Effects of SCH23390, sumanirole and H-89 on intracellular Ca²⁺ changes induced by aconitine in zebrafish larvaes. (A) Effects of SCH23390 on intracellular Ca²⁺ changes induced by aconitine. (B) Sumanirole suppressed aconitine-induced the increase of intracellular Ca²⁺. (C) Pretreatment with SCH23390 and sumanirole inhibited the rise of intracellular Ca²⁺ aconitine-stimulated. (D) H-89 inhibited the increase of intracellular Ca²⁺ induced by aconitine. All photographs were taken under a confocal microscope (100×). The values are expressed as mean ± SD, n = 8. *p < 0.05, **p < 0.01, ***p < 0.001 vs. control groups. ^#p < 0.05, ^##p < 0.01, ^###p < 0.001 vs. aconitine-treated groups.
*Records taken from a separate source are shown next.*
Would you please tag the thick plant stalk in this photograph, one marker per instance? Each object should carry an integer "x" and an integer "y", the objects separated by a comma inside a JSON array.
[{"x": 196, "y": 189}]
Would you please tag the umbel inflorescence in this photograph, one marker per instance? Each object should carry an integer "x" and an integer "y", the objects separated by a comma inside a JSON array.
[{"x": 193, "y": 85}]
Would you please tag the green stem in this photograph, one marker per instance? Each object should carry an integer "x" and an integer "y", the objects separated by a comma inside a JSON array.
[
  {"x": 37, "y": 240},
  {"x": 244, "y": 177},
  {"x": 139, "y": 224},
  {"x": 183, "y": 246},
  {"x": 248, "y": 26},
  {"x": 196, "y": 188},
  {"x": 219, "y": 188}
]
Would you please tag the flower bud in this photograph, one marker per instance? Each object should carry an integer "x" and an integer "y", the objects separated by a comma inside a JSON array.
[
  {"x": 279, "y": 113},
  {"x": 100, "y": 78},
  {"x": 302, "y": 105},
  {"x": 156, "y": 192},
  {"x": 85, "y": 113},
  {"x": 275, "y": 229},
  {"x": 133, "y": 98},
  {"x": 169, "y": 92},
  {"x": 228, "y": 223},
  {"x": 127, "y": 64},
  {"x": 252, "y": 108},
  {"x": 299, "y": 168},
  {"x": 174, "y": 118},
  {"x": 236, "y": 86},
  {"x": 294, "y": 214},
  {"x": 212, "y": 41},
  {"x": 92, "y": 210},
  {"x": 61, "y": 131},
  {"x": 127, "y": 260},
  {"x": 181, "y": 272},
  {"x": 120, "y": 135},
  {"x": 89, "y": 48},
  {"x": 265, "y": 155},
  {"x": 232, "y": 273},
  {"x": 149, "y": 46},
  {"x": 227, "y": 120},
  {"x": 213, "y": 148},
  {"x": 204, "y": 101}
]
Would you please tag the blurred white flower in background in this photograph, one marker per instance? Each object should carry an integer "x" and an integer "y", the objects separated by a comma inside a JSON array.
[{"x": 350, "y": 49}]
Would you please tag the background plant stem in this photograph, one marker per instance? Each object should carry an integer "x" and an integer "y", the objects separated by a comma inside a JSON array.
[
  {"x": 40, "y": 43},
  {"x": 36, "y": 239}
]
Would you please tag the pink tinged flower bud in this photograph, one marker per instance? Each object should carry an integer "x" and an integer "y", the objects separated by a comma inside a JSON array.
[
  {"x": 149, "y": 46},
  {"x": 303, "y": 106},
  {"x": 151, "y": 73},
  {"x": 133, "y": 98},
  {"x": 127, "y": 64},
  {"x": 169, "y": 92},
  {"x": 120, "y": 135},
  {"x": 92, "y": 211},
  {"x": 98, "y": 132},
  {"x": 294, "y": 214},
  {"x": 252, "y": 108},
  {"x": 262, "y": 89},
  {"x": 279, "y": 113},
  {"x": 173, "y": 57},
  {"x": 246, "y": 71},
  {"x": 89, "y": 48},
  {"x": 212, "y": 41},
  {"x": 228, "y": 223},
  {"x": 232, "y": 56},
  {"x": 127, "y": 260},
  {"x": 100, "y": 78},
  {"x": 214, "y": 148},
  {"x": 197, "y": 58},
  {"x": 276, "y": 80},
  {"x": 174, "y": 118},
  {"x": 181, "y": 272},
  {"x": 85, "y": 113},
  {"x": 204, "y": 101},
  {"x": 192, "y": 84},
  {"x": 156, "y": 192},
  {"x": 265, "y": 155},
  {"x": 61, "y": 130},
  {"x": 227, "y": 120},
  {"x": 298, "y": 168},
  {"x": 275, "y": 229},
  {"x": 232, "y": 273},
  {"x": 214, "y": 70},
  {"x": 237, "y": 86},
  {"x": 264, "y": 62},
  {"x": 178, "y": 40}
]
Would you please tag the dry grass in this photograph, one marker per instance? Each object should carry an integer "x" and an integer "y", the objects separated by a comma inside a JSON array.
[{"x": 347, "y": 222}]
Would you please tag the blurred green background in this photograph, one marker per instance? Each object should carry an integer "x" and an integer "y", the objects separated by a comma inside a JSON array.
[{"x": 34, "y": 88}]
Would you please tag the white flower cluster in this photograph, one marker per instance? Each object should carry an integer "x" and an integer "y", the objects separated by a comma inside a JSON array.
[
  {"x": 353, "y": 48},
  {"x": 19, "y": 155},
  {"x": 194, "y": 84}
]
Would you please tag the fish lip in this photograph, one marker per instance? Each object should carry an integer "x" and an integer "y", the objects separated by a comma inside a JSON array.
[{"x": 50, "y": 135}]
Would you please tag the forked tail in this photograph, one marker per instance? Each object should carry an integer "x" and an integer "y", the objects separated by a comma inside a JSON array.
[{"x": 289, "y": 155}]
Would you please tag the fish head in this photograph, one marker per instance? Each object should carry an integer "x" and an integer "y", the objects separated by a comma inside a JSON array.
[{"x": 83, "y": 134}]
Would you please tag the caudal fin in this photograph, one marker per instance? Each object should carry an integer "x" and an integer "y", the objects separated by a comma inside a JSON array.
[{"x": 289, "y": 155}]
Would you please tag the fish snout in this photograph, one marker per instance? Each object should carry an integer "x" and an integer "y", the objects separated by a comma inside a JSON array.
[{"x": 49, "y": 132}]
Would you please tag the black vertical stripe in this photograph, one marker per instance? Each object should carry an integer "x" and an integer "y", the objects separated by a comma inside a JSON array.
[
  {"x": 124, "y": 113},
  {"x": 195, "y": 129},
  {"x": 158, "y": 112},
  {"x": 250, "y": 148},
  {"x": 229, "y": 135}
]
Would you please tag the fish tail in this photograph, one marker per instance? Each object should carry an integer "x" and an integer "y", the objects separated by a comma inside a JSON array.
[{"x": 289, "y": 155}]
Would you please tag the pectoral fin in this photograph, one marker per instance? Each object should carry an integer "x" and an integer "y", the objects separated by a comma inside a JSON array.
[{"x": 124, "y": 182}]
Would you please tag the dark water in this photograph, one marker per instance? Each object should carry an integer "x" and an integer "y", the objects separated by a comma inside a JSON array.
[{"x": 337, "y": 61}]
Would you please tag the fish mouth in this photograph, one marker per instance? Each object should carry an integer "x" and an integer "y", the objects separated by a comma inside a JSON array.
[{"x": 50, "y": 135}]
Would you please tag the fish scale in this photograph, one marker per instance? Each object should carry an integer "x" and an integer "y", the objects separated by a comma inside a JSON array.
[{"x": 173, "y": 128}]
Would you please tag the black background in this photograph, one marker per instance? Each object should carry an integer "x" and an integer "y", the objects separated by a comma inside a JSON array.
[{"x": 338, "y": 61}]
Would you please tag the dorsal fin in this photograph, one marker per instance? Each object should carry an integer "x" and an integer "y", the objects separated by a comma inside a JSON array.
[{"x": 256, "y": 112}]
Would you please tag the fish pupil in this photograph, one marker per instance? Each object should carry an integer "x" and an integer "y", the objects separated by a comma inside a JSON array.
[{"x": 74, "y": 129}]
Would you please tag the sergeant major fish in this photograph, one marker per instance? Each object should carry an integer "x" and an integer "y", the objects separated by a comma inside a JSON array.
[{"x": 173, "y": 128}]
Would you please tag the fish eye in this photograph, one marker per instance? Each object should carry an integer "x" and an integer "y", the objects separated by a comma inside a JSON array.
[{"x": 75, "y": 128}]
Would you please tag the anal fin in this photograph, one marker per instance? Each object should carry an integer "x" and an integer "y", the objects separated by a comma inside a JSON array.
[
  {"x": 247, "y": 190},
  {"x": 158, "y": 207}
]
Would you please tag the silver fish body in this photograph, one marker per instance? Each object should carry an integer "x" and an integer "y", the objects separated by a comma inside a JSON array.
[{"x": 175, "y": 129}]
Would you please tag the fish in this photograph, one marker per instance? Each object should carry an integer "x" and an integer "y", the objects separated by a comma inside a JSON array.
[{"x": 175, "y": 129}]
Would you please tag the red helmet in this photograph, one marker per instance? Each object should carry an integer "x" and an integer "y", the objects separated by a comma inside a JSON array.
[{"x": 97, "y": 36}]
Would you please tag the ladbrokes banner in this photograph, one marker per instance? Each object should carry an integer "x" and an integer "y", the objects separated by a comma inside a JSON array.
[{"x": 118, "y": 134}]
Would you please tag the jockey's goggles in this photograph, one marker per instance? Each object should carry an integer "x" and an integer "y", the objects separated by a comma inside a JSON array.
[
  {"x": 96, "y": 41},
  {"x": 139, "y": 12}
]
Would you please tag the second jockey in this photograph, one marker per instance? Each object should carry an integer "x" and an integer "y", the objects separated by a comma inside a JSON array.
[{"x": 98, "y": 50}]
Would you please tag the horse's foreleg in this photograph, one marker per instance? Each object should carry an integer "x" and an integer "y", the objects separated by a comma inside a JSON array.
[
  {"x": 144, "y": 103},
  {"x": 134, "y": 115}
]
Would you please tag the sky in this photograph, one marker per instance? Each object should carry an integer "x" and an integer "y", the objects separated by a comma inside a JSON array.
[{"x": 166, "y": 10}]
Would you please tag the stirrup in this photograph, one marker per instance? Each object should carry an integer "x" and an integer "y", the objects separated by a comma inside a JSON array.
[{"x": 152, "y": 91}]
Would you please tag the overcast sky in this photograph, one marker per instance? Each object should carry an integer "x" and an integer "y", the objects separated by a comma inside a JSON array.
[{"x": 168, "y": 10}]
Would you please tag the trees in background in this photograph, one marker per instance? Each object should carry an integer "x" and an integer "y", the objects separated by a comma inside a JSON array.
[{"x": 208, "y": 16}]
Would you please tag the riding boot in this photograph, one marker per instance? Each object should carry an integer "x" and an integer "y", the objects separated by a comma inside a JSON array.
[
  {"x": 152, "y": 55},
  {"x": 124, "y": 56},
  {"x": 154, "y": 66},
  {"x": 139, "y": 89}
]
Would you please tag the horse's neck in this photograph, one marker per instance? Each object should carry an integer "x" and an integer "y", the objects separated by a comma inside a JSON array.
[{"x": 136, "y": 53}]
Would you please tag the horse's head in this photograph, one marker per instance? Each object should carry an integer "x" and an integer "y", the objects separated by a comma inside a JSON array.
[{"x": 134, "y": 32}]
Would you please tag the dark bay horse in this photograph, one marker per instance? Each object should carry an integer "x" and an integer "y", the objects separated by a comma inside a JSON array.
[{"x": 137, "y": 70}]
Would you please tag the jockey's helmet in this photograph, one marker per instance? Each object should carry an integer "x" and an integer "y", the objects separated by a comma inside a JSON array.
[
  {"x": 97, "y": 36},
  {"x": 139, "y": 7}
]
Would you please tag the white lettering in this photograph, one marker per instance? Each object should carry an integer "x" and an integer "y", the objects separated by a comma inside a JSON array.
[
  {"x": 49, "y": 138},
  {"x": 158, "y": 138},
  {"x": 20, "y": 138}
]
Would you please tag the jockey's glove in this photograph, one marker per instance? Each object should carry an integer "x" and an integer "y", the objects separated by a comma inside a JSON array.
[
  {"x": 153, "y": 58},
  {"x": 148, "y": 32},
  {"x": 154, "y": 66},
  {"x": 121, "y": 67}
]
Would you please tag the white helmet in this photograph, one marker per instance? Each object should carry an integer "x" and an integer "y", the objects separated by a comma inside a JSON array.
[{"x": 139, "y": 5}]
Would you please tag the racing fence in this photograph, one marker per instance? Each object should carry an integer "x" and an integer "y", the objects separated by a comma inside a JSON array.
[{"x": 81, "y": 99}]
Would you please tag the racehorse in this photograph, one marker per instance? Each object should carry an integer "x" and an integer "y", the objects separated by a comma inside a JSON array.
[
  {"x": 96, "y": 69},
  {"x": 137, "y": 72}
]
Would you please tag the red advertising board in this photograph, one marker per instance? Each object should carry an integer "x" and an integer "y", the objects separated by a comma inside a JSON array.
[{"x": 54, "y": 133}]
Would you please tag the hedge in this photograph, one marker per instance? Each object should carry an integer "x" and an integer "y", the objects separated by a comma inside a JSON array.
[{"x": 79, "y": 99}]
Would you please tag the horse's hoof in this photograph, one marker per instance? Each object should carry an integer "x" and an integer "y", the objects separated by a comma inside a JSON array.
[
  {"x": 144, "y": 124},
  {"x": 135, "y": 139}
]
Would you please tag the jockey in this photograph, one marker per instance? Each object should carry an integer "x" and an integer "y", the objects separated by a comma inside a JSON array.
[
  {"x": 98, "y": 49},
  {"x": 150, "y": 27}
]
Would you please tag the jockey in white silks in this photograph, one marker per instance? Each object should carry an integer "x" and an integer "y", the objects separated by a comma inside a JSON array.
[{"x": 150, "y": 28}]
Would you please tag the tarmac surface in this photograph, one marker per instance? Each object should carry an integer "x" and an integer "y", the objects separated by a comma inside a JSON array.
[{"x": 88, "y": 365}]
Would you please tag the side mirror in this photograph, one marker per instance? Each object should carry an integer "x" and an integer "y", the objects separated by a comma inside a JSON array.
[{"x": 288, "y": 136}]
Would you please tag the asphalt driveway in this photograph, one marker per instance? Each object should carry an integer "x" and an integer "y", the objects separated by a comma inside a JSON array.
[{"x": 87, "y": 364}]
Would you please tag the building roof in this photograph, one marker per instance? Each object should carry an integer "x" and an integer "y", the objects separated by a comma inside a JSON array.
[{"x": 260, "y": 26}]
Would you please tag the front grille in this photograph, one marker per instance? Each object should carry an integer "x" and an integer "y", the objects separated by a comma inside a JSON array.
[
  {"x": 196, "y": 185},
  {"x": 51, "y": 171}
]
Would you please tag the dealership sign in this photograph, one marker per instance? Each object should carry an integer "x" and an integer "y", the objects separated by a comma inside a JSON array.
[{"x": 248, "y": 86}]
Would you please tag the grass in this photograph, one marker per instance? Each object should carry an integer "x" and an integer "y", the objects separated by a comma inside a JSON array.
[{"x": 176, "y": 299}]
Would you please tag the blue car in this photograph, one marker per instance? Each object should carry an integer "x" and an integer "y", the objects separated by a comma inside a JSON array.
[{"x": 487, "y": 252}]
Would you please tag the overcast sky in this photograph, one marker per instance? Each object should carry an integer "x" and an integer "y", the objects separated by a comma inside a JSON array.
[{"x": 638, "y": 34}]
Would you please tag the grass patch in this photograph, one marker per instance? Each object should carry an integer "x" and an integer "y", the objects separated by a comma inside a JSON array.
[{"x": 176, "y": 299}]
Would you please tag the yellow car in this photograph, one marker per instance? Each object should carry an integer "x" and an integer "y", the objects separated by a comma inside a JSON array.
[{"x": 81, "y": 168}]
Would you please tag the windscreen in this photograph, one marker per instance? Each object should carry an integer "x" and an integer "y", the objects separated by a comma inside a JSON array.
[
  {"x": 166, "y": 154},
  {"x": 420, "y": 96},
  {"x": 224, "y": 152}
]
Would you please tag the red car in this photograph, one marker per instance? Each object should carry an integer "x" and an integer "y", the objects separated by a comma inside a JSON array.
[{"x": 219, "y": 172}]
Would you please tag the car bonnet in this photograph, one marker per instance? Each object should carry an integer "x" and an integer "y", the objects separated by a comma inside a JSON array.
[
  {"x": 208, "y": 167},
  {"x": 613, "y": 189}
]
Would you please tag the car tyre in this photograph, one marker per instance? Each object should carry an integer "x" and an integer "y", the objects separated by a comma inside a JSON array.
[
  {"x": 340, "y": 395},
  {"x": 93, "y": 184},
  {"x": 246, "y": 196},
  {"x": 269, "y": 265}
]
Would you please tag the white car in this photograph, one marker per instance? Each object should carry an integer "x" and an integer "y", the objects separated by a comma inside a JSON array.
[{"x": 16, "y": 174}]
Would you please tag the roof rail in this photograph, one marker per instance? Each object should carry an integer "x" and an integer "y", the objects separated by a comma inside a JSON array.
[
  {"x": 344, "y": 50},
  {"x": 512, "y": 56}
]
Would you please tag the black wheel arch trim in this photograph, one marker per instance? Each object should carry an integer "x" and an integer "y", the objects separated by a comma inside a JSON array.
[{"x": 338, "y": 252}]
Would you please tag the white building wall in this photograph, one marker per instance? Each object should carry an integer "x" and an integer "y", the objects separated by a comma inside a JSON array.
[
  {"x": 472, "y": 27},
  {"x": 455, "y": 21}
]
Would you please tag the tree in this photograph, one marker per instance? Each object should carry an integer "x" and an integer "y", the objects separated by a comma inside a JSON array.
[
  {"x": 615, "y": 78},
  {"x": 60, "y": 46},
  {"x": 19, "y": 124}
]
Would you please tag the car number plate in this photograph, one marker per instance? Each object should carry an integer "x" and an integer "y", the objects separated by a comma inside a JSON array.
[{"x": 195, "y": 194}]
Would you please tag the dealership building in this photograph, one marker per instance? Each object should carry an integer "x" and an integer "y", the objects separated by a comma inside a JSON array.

FIGURE 8. Effects of SCH23390 and sumanirole on aconitine-induced the activation of AC/cAMP/PKA pathway in SH-SY5Y cells. (A–B) SCH23390 and sumanirole inhibited aconitine-induced cytotoxicity in SH-SY5Y cells, respectivevly, n = 9. (C–F) SCH23390 and sumanirole suppressed aconitine-mediated the activation of AC/cAMP/PKA pathway, n = 5. The values are expressed as mean ± SD. *p < 0.05, **p < 0.01, ***p < 0.001 vs. control groups. ^#p < 0.05, ^##p < 0.01, ^###p < 0.001 vs. aconitine-treated groups.

Schematic diagram shows that aconitine induces neurological impairment via dopamine homeostasis disruption and dopamine receptors-mediated AC/cAMP/PKA pathway activation in zebrafish larvaes and SH-SY5Y cells.